40% of girls, 31% of boys, have concerns

By Sue Doherty

Significant numbers of 11-16-year-olds in Northern Ireland are concerned about their mental health, according to a government report.

The Young Persons Behaviour & Attitudes Survey (YPBAS) shows that 40% of girls and 31% of boys have concerns about their mental health.

A total of 6,831 schoolchildren aged 11-16 completed the survey between October and December 2016. The research was conducted by the Central Survey Unit of NI Statistics and Research Agency (NISRA).

The number of students reporting mental health concerns rose from 18% in Year 8 to 53% in Year 12, according to the report.

While 65% of all students surveyed said they didn't have any concerns, 24% said they did "to some extent" while 11% said "yes, definitely".
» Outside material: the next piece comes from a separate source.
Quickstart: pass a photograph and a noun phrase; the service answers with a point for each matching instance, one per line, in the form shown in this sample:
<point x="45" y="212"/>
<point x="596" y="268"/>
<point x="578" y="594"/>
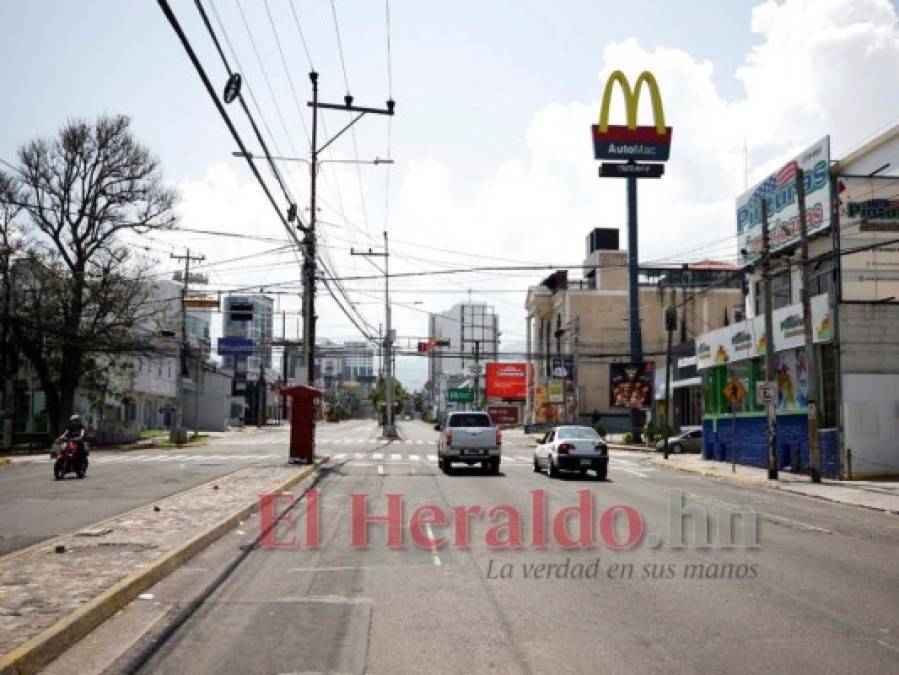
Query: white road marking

More than half (61%) of the young people who said they had concerns about their mental health also stated that they did not turn to anyone else for help about their concerns.

Of these, 60% said "I could handle things on my own", while 28% "felt unable to speak with anyone" and 27% were "too embarrassed".

Of those seeking help, 73% turned to a family member, 42% to a friend, 24% to a GP and 22% to a member of staff at school.

'Exam pressure and stress'

Aware is one of the best known charities helping people in Northern Ireland deal with depression and other mental health issues.

Michelle Byrne of Aware said: "Suicide is the biggest killer of people under the age of 35 in the UK, with Northern Ireland having the highest rates of suicide in the UK.”

She added: “It is important that we look out for our young people, particularly at this time of year when they are clearly under a great deal of pressure and stress as they await their exam results.”

Through Aware’s Mood Matters programme for 14-18-year-olds, the charity learns first hand about the difficulties young people face.

“Young people present a number of issues to us including depression, anxiety and self-harm," Ms Byrne explained.

“There is a lot of pressure on young people with exams and the pressure at times is so significant that it can lead to depression and suicide.

“Our young people are calling out for support and often talk about not knowing where to go, or who to tell because of the pressure they are feeling to succeed.”

When asked how concerned parents and friends can help, Ms Byrne gave the following advice: “Being aware of the signs and symptoms of depression and talking to young people about mental illness is very important in ensuring a safe environment for them to open up if they are struggling.

“We would advise parents and guardians to talk to young people about how they are feeling, particularly if they notice a difference in their mood eating or sleeping habits.”